The Naiad Voyages

Mark Austen

2016.07.31 - The Internet, Table and Metalwork

I once heard tell that 90% of information found on the Internet is rubbish or wrong but there are gems to be found if you search long enough. I don't know much that is true today, it was more than 15 years ago that this was said. However, I found a gem the other day that I put into practise today. The video clip featured a method of making your varnish look really great starting from one that is bad. Part 1 can be found here and part 2 here. Now my work piece was epoxied not varnished and it wasn't that bad, but it was the first coat and that always gives a rough finish, so I used the technique that Master Shipwright Louis Sauzedde describes to great effect.

Talking of varnish, after more research on the Internet I'll be using 'Le Tonkinois' varnish. It has great reviews, although it needs lots of thin coats rather than fewer thicker coats that other varnish preparations require, but the main advantage for me is that it is solvent free. I'll be using it in a confined space and doing that with a solvent based varnish would not be good.

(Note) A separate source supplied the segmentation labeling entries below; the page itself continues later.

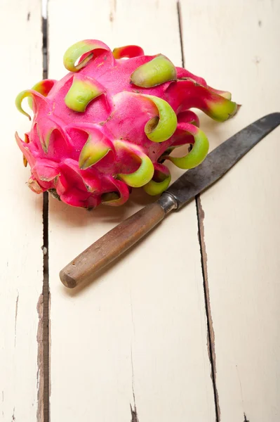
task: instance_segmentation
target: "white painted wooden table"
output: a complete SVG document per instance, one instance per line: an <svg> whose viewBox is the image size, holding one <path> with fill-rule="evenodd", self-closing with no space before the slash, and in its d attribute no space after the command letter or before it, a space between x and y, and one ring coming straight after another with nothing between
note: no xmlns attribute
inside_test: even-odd
<svg viewBox="0 0 280 422"><path fill-rule="evenodd" d="M94 283L67 290L60 269L144 200L88 213L51 198L47 231L14 141L29 127L15 97L43 74L41 4L0 5L0 421L279 422L280 128ZM201 122L211 148L280 109L279 0L49 0L47 19L51 78L91 38L184 59L232 92L236 118Z"/></svg>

The varnish will not be applied inside the cabin until all the below deck structures are build and at that point the cabin sides and top will also be in place. Varnishing below decks is definitely not the thing to be doing with a solvent based preparation of any description!

The other task that I carried out today was the preparation of the centre plate. This has been painted with antifouling paint, then it seems to have been shaped to give a thinner leading and trailing edge and the bare metal coated in a black, sticky gunge. All this had to be removed, or as much as I could before it goes away to be galvanised.

The table top epoxy coating after having been scraped using the utility knife blade as described in the video clips mentioned above.


A different photo with the light shining on the few remaining shiny low spots that I'll not worry about since the next coat of epoxy will also introduce high and low spots which will need to be removed before any varnish is applied.


Here the second coat of epoxy has been applied to the top and sides. No more will be added here, two layers is enough but the bottom will also get two coats.


The centre plate with some of the black sticky stuff removed using a heat gun and a paint scraper.


Once the gunge has been removed a sanding disk on an angle grinder is used to get as much of the remaining paint and rust removed.


Both sides were scraped and sanded and this is the result on one of the sides. Not too bad.